# Consuming TCAT API from Python

So, a student was wondering if Python could be used to ease the burden of moving stuff from [TCAT](https://github.com/digitalmethodsinitiative/dmi-tcat) to Tableau. We provide a TCAT instance and access to the `analysis` interface, where students groups have their own query bins running queries they have designed for their projects.

![](https://i.ytimg.com/vi/vRshQcRqEUI/maxresdefault.jpg)

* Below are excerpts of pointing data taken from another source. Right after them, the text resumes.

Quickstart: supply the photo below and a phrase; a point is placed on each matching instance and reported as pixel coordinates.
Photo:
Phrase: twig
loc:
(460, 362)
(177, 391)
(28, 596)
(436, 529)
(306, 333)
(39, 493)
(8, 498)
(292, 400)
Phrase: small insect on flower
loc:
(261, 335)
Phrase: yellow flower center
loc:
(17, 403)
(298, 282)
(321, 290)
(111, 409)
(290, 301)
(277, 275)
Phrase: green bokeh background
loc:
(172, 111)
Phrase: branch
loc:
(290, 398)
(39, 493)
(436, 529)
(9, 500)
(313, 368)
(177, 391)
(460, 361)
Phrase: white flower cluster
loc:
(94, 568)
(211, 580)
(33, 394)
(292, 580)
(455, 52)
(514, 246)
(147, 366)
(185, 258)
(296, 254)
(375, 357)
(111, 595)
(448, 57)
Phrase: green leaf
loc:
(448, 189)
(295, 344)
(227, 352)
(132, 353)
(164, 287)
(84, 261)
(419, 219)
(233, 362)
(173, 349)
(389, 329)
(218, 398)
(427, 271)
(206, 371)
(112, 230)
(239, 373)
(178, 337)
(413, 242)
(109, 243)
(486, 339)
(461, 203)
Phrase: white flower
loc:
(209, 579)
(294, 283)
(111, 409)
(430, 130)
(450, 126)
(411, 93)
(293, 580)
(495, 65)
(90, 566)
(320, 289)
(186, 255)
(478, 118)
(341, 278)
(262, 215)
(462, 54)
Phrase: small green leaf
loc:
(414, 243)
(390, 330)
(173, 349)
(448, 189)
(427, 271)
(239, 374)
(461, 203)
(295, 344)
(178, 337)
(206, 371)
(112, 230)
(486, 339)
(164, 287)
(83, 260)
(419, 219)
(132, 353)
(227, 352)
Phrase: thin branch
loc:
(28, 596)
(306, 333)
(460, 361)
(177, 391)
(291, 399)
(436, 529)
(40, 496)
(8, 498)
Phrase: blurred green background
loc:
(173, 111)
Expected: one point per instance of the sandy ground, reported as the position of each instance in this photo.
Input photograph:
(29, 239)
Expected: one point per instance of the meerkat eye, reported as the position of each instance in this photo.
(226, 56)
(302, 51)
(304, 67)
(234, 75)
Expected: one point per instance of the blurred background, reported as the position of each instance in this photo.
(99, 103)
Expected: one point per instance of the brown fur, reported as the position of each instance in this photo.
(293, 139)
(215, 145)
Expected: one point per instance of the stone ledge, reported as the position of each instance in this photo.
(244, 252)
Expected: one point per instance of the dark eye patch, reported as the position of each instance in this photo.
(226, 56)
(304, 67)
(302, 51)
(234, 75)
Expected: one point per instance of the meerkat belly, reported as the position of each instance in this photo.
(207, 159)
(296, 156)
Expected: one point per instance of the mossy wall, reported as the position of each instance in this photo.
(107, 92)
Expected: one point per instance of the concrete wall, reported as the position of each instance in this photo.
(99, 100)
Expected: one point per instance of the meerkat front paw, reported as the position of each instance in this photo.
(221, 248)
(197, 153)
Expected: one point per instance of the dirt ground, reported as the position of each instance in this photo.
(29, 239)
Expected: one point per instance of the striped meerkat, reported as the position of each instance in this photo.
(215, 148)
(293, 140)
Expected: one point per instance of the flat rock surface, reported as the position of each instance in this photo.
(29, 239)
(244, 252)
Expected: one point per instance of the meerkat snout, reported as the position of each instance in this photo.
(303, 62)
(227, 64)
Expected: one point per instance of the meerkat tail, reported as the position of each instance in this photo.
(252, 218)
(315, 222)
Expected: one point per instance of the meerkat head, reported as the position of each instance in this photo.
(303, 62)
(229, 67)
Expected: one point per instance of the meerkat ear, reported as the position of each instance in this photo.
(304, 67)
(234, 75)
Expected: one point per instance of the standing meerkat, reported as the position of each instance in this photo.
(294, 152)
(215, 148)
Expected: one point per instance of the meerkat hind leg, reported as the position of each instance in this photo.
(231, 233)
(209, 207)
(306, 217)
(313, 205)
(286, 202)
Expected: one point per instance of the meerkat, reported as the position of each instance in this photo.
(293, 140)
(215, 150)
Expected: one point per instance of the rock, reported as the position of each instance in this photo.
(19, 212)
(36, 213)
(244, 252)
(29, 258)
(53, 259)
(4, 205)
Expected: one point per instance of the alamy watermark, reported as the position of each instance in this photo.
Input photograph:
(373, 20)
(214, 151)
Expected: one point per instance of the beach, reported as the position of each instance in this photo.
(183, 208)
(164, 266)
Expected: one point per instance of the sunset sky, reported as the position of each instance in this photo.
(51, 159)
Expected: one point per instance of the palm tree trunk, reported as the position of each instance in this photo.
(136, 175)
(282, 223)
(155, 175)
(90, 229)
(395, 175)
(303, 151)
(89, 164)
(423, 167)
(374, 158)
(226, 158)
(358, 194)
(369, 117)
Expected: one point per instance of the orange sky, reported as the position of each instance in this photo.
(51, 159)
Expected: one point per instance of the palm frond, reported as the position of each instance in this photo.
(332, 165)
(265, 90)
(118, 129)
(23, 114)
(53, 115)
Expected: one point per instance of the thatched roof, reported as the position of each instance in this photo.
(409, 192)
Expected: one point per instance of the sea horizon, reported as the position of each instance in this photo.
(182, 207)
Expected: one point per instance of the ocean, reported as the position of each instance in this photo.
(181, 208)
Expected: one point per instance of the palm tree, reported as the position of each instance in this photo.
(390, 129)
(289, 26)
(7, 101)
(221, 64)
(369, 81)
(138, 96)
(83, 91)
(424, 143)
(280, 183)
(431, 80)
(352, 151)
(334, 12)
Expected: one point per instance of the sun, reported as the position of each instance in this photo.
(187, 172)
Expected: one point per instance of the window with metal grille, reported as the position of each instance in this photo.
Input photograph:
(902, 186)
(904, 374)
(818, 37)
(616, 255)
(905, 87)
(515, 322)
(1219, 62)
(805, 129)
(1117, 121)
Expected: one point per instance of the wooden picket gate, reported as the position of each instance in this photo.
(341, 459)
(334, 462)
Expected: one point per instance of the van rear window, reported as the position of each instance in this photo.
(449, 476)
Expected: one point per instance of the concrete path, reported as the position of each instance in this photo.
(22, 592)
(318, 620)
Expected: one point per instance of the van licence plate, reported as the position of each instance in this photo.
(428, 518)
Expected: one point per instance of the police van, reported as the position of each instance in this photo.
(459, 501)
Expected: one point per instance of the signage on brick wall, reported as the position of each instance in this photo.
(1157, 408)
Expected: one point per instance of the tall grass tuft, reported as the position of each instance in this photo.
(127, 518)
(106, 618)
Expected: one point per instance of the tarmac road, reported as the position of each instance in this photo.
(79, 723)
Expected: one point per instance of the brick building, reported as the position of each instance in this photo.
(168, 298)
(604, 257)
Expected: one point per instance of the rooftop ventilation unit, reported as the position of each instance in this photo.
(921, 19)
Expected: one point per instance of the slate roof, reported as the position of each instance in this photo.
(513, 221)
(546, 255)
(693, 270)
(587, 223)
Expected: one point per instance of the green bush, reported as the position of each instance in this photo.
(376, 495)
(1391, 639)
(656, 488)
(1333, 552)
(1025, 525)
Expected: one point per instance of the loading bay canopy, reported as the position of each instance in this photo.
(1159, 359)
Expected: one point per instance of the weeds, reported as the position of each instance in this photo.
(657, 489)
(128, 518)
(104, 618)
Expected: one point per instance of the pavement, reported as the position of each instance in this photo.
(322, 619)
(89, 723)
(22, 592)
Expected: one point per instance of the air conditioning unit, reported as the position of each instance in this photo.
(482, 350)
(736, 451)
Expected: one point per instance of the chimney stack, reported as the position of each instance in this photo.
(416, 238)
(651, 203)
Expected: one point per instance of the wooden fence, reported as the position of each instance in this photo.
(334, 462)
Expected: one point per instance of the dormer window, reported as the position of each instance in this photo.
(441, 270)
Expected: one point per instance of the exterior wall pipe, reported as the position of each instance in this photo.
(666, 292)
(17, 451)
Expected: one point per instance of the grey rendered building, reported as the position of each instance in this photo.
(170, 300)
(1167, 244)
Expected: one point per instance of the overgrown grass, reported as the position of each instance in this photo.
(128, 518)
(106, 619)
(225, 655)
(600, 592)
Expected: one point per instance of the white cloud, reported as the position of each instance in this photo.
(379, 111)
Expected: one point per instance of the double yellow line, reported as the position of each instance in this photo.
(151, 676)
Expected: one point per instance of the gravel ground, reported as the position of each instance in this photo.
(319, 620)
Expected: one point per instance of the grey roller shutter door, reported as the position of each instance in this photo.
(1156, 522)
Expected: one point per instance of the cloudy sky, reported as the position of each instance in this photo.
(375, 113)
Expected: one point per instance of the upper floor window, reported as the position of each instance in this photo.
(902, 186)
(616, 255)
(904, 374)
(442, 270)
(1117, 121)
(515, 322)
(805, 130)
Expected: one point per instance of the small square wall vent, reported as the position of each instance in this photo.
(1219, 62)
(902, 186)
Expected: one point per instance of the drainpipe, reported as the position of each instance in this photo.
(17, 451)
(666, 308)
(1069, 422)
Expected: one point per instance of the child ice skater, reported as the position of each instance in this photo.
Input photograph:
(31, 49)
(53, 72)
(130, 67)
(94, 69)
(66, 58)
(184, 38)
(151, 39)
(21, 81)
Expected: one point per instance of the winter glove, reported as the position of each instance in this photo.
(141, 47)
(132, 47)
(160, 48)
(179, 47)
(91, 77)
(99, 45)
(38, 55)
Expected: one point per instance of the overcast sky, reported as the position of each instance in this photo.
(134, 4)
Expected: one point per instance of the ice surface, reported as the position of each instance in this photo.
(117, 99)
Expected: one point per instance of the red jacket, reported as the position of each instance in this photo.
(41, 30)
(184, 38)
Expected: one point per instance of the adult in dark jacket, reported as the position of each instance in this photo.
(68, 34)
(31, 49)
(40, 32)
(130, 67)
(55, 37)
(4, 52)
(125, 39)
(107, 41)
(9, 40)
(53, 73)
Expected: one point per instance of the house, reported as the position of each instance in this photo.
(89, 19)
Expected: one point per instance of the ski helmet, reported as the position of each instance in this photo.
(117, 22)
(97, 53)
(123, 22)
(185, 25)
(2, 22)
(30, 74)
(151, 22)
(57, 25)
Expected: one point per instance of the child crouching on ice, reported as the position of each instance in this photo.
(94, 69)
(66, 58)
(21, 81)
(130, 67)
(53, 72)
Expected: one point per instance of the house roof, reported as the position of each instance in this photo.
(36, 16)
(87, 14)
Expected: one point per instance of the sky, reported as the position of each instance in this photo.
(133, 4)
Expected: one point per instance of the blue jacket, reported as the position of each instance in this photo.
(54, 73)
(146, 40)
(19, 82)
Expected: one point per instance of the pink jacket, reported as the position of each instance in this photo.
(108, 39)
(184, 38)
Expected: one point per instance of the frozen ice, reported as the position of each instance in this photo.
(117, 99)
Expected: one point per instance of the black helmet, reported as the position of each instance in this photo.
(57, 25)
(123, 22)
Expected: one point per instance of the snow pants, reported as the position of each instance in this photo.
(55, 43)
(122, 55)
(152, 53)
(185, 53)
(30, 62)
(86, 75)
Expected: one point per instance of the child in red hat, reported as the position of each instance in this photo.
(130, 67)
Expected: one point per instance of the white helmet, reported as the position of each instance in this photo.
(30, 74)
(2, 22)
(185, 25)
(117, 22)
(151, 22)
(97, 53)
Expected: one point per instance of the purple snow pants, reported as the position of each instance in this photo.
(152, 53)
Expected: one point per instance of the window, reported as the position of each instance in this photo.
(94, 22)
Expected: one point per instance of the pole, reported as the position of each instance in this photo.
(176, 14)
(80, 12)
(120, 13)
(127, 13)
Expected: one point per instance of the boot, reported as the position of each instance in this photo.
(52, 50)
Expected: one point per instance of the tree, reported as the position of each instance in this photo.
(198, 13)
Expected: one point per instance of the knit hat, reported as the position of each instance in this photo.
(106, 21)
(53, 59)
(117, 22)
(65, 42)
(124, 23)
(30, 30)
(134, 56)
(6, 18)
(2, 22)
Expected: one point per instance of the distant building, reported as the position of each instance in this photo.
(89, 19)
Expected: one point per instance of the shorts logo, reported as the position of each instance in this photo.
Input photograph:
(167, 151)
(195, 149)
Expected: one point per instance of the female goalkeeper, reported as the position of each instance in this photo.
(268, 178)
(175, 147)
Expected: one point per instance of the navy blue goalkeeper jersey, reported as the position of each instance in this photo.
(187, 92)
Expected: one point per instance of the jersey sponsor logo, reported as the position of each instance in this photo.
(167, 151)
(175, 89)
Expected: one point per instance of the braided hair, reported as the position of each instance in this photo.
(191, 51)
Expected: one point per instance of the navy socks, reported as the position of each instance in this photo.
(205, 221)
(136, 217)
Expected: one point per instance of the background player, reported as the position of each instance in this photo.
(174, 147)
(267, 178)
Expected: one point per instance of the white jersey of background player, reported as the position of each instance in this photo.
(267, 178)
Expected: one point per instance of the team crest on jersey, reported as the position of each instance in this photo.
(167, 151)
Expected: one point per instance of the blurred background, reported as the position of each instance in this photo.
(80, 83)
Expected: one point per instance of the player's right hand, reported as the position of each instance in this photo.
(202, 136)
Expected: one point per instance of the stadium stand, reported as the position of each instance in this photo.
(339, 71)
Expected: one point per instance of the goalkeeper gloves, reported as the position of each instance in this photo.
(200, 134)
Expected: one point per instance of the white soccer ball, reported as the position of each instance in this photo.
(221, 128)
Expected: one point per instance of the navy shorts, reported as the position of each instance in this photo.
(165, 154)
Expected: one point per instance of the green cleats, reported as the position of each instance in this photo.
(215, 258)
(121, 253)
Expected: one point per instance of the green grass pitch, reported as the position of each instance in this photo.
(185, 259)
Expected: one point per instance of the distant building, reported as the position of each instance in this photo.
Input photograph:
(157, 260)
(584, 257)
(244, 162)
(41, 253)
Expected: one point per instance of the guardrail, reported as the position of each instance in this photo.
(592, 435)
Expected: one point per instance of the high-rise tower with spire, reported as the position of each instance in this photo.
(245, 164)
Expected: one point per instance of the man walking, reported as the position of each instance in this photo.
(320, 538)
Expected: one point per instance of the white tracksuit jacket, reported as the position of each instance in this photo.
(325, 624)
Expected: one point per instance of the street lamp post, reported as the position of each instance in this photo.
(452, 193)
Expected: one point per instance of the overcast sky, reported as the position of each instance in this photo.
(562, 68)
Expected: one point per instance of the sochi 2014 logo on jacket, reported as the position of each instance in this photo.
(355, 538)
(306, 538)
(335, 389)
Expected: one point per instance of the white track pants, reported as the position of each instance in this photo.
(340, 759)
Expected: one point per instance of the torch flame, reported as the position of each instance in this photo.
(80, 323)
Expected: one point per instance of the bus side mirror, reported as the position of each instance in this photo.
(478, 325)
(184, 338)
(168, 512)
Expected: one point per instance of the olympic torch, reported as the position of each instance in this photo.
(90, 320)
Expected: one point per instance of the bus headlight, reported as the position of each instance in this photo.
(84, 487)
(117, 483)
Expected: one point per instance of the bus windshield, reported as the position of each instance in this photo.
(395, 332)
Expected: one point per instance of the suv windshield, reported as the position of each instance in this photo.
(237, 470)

Dangernoodle *1* vs. daggermitten *0*

## A status quo

Currently the students browse to the analysis interface, export a CSV file, and load it up in Tableau, possibly overriding some of the settings, depending on their locale (e.g. a comma `,` is a decimal separator in the Danish locale). No problem, but loads of button pressing for the humans.

## A dream

Could we re-negotiate the configuration of actors, and translate some of the labour to some software actors, by question autonomy of actors we call 'TCAT', 'Tableau' or 'Student'? Sure thing! Below is a sketch for one of many possible solutions, as a Notebook. We could translate as a cronjob, a microservice, a database trigger or something else instead, or hire an assistant, acquire an intern, or set it up as a Mechanical Turk task, or redesign our workflow to just do the data transport less frequently. Here's one idea for pedagogical and illustrative purposes, as well as for me to learn about the TCAT API and for myself to have a bit of fun.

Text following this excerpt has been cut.